Bone solubilization by mononuclear cells.

Mononuclear cells derived from chicken peripheral blood or from thioglycollate-induced mouse peritoneal exudates were found to cause calcium release from devitalized homologous bone in vitro. These mononuclear cells with osteolytic activity were adherent to plastic surfaces and were identified as being macrophages by cell surface markers and histochemical staining.
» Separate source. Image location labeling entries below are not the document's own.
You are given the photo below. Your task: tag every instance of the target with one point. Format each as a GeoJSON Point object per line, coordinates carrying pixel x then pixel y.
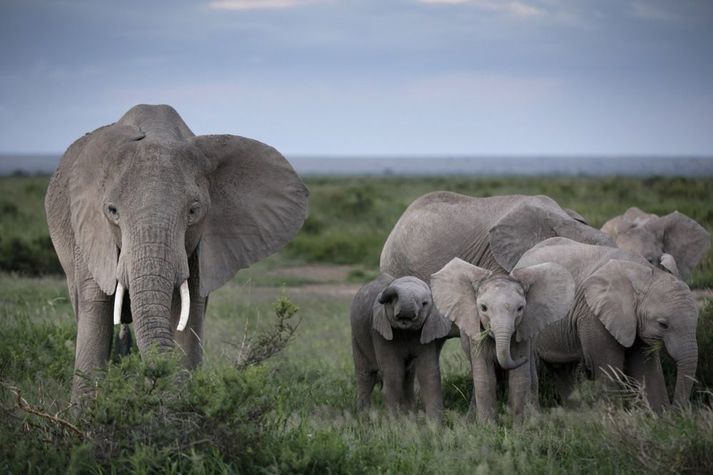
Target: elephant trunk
{"type": "Point", "coordinates": [503, 336]}
{"type": "Point", "coordinates": [685, 373]}
{"type": "Point", "coordinates": [154, 272]}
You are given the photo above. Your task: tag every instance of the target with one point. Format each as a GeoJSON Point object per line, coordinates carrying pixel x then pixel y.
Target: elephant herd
{"type": "Point", "coordinates": [527, 283]}
{"type": "Point", "coordinates": [147, 219]}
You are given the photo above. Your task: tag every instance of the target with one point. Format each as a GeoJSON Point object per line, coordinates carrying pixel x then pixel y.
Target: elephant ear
{"type": "Point", "coordinates": [683, 238]}
{"type": "Point", "coordinates": [453, 289]}
{"type": "Point", "coordinates": [549, 292]}
{"type": "Point", "coordinates": [528, 224]}
{"type": "Point", "coordinates": [436, 326]}
{"type": "Point", "coordinates": [383, 310]}
{"type": "Point", "coordinates": [90, 166]}
{"type": "Point", "coordinates": [258, 203]}
{"type": "Point", "coordinates": [611, 293]}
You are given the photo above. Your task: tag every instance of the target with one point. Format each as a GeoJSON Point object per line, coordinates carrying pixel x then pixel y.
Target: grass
{"type": "Point", "coordinates": [294, 412]}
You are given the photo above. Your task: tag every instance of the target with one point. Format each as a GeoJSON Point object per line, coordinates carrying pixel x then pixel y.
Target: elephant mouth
{"type": "Point", "coordinates": [185, 304]}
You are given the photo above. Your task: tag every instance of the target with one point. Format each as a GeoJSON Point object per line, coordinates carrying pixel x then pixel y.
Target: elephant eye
{"type": "Point", "coordinates": [194, 210]}
{"type": "Point", "coordinates": [112, 212]}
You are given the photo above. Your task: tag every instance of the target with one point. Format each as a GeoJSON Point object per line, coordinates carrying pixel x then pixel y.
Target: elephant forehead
{"type": "Point", "coordinates": [412, 286]}
{"type": "Point", "coordinates": [502, 288]}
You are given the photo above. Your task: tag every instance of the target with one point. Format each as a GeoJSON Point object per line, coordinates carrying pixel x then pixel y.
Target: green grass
{"type": "Point", "coordinates": [295, 412]}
Other mononuclear cells such as chicken thymocytes, nonadherent peripheral blood mononuclear cells, and chick embryo fibroblasts did not cause bone dissolution. In parallel with the active solubilization of bone mineral, 14C-label was also released from devitalized calvaria prelabeled with 14C-proline. Macrophages, inactivated by repeated freezing and thawing as well as those cultured in the presence of iodoacetate, did not solubilize bone in vitro. The degree of bone solubilization was directly related to the numbers of macrophages per culture as well as the duration of the culture period. Powdered devitalized homologous bone was used in most experiments, but macrophages were also able to solubilize bone material in vitro from devitalized calvaria and bone slabs. The addition of Escherichia coli lipopolysaccharide to cultures of bone and macrophages significantly increased the levels of calcium released from bone. The addition of parathyroid hormone and calcitonin had no effect on macrophage-mediated bone dissolution. These results suggest that viable macrophages have osteolytic activity and that this activity is modulated by an inflammatory mediator, endotoxin.